Obama did not look down. He was too busy reading a sure masterpiece, and did not see the silent protest rallying against him.
“I’m confident of that. In fact, I’ll wager my American citizenship on it—or that I can at least beat Hillary Clinton in bowling.”
He finished, and the remaining crowd – a tenth of what he started with – was at first deathly silent like they had just been bullwhipped. Had they witnessed a well-orchestrated ruse, and a massive sell-out? Yes, but lo and behold it was only a common variety of Obama sophistry. There was a lot of grumbling. They were shaking their heads, “How do we read it?” they asked.

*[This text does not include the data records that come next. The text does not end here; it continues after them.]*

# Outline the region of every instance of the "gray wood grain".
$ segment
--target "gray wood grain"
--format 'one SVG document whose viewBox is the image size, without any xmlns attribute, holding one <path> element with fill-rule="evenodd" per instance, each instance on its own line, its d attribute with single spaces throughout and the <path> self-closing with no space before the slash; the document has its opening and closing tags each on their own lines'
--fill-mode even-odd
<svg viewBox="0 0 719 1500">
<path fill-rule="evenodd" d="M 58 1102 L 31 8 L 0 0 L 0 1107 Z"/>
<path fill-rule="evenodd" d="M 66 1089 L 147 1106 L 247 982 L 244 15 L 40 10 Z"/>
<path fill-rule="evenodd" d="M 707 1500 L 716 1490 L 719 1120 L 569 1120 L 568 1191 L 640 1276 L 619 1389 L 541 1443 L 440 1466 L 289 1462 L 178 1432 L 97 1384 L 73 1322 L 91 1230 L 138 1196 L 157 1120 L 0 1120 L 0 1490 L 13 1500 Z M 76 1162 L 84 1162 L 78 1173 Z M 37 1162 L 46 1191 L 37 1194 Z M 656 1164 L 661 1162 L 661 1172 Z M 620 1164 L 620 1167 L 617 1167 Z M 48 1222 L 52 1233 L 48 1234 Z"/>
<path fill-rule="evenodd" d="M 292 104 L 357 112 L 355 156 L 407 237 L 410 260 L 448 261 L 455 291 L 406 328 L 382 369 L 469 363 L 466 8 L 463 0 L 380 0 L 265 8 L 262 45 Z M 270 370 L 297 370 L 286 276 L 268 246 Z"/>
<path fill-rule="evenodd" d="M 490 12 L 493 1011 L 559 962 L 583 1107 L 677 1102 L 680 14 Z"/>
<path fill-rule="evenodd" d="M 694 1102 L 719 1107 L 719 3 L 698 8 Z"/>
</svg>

The body temperature of those fearful souls watching on home television suddenly dropped 40 degrees. But in Madison Square Garden, on cue the dark mustachioed maestro struck up the band which played Yankee Doodle Dandy, ten thousand balloons drifted down from the rafters and you could hear the pop-pop noises on the floor and the shill crowd of now only five thousand, many who were paid a hundred bucks just to show up, came alive with cheers and chants: “Four more years, four more years…”
The next morning’s liberal press declared the speech a masterpiece, even better than Al Gore’s presidential global warming speech on Saturday Night Live where he said Global Warming had been defeated, even “glaciers that once were melting are now on the attack,” capturing parts of upper Michigan and northern Maine. “But I assure you, we will not let the glaciers win.”
Obama was sure he had frozen the minds of the Democrats; and the curly-cue-tail Republican pugs and conservative swine that were already in retreat mode would never win another election. On the other hand, Obama’s strong rhetoric had just trumped his U.S. citizenship deficiency.